Das macht es aber pro Kanal, es macht nicht automatisch einen komplexen Mix. Lautstärkeverhältnisse, Panorama, Effekte muss man schon noch selbst machen.
Somit geht es ganz ohne Vorkenntnisse natürlich nicht.
Klasse ist Masking. Hier lassen sich schnell überlappende Frequenzen finden und eliminieren.
Nicht außer Acht lassen darf man natürlich auch nicht die Preisgestaltung. Für vier gut klingende und parametrisierte Bearbeitungsstufen plus Limiter, Neutrino, Automix und Masking zahlt man hier nicht mehr als andere Anbieter für ein einzelnes EQ- oder Kompressor-PlugIn aufrufen.
Ich habe das teil soeben getestet und bin extrem positiv überrascht. Um mal ehrlich zu sein – mein Wissen rund ums Mixing und Mastering beschränkt sich auf gefährliches Halbwissen. Soll bedeutet: Ein druckvoller, ausgewogener Mix ist mir persönlich noch nie gelungen. Ich habe da auch einfach keinen Nerv dafür. Ja, ich liebe die Synths und die Parameterschrauberei um tolle Klänge zu generieren ….. aber Mixing? Das ist für mich irgendwie wie Abspülen nach dem Essen. ;-) Das soll jetzt nicht heißen, dass ich den Job des Toningenieurs nicht schätze – im Gegenteil – er ist nur nichts für mich. Also: Ich mochte schon die Presets im iZotope Ozone, aber was das Neutron für mich macht, ist schon der ganz normale Wahnsinn. Armin hat sicher Recht, ein Profi kann das am Ende noch viel besser, aber dennoch sind meine Mischungen nun ohne Profi Welten besser als was ich zuvor so zusammen gemurkst (und nicht gemixt) habe.
Und gleich als Ergänzung: Nein, ich habe keinen Werbevertrag mit iZotope!!!
@Tyrell Hi Peter,
mein Tipp: Den Abwasch abends einfach stehen lassen und morgens in aller Ruhe bei einer schönen Tasse Tee meditativ erledigen :-)
@Tyrell Schöner Vergleich! Fürs Mastering gibt es ja inzwischen auch Online-Spülmaschinen, die man auch mal testen könnte.
Mag ja sein, dass die einzelnen Effekte gut klingen, aber ich kann mir gut vorstellen, wohin das hier führt: Mixen und Mastern nach Auge und mit Presets, nicht nach Gehör. Als ob das Einblenden der Frequenzkurve irgendwas Sinnvolles zur einer Entscheidungsfindung beim Mixen beitragen könnte. Das Erarbeiten und Beherrschen einer passenden Masteringkette oder die akustische Optimierung des Abhörraumes kann man sich leider nicht ersparen. Schön, wenn Laien gute Ergebnisse erzielen, für mich aber waren Izotope Produkte schon immer die Pest, da ist dieses hier keine Ausnahme.
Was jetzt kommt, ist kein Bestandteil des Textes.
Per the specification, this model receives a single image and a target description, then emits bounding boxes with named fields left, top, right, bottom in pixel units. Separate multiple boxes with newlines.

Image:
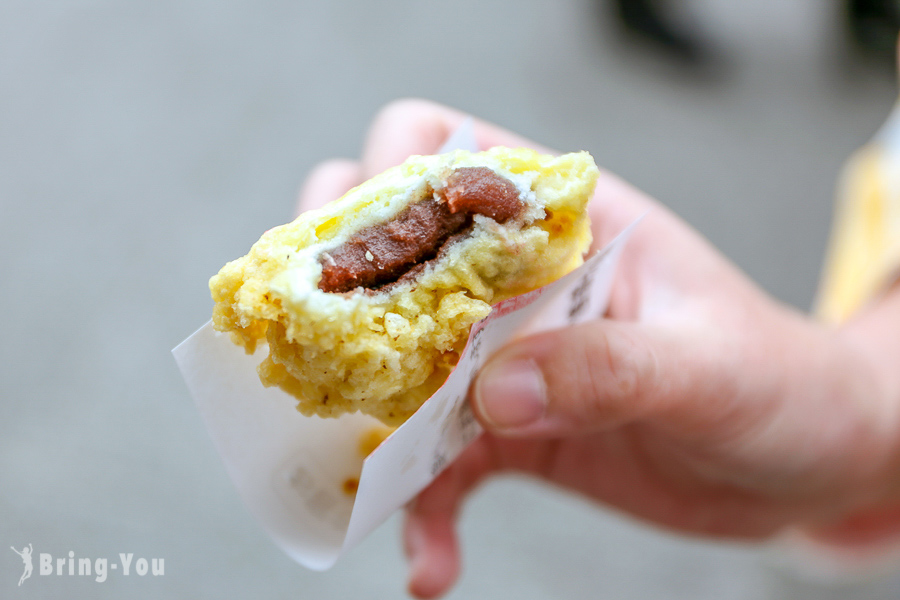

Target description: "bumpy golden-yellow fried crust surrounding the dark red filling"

left=209, top=148, right=599, bottom=425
@swellkoerper Hi swellkoerper,
klar ist das Ohr der entscheidende Faktor. Die Frequenzkurve zeigt nur optisch die Frequenz-Überschneidungen zweier Spuren. Korrigieren muss man schon noch selbst.
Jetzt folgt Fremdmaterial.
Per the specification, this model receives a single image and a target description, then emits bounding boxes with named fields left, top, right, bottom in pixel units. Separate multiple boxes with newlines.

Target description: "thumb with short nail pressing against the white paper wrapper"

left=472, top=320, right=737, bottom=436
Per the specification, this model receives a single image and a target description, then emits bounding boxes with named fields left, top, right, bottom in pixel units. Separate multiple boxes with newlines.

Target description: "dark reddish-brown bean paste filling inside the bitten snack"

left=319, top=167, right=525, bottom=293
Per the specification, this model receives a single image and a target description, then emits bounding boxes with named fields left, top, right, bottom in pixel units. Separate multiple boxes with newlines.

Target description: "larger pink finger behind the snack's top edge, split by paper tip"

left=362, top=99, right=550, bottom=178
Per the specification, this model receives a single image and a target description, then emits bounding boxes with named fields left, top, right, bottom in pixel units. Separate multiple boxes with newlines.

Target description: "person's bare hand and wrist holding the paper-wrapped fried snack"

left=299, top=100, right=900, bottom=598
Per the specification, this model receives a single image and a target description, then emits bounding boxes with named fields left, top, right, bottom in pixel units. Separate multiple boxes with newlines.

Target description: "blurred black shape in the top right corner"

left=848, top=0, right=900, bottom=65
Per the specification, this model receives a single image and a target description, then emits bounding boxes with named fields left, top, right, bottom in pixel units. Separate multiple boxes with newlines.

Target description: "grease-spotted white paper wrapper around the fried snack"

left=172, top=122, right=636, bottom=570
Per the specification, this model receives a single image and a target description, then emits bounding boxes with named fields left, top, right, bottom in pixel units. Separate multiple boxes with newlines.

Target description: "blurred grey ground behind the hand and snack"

Das ist, wie wenn bei einem Livemix im Monitormix der Analyzer mit läuft, Manche brauchen´s gar nicht, Andere kommen sonst nicht klar.
Zum Mastern ist Neutron definitiv nicht gedacht.
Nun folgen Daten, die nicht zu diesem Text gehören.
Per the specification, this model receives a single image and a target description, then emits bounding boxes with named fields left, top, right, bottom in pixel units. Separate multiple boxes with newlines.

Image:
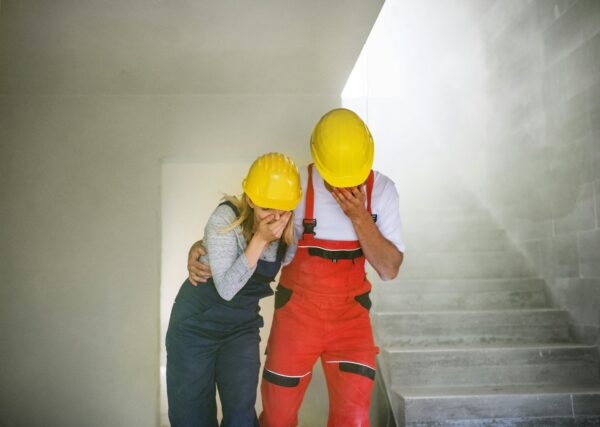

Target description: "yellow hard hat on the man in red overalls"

left=310, top=108, right=374, bottom=187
wenn man sich seit ein paar Jahren anhört, was so alles den Musikmarkt beherrscht, dürften sogar über eine längere Zeit angesammelte presets mit izotope neutron weit mehr diversität bei den sounds von tracks bringen als es bis jetzt der fall ist.
allerdings befürchte ich, daß man sich wieder auf wenige sogenannte cookie cutter settings, analog wie im esport, reduziert, die das geld generieren.
ich halte neutron für ein grosse chance, vor allem für die „kleineren“ producer/musicians. je mehr settings publik werden desto besser dürfte dieses tool arbeiten.
Ob der Track 9 oder irgend eine andere Version davon veröffentlicht würde, interessiert wahrscheinlich keinen Hörer wirklich essentiell.
@vssmnn Ich denke mal, es ist müßig diesen „Beitrag“ zu kommentieren. Danke trotzdem für´s Mitmachen.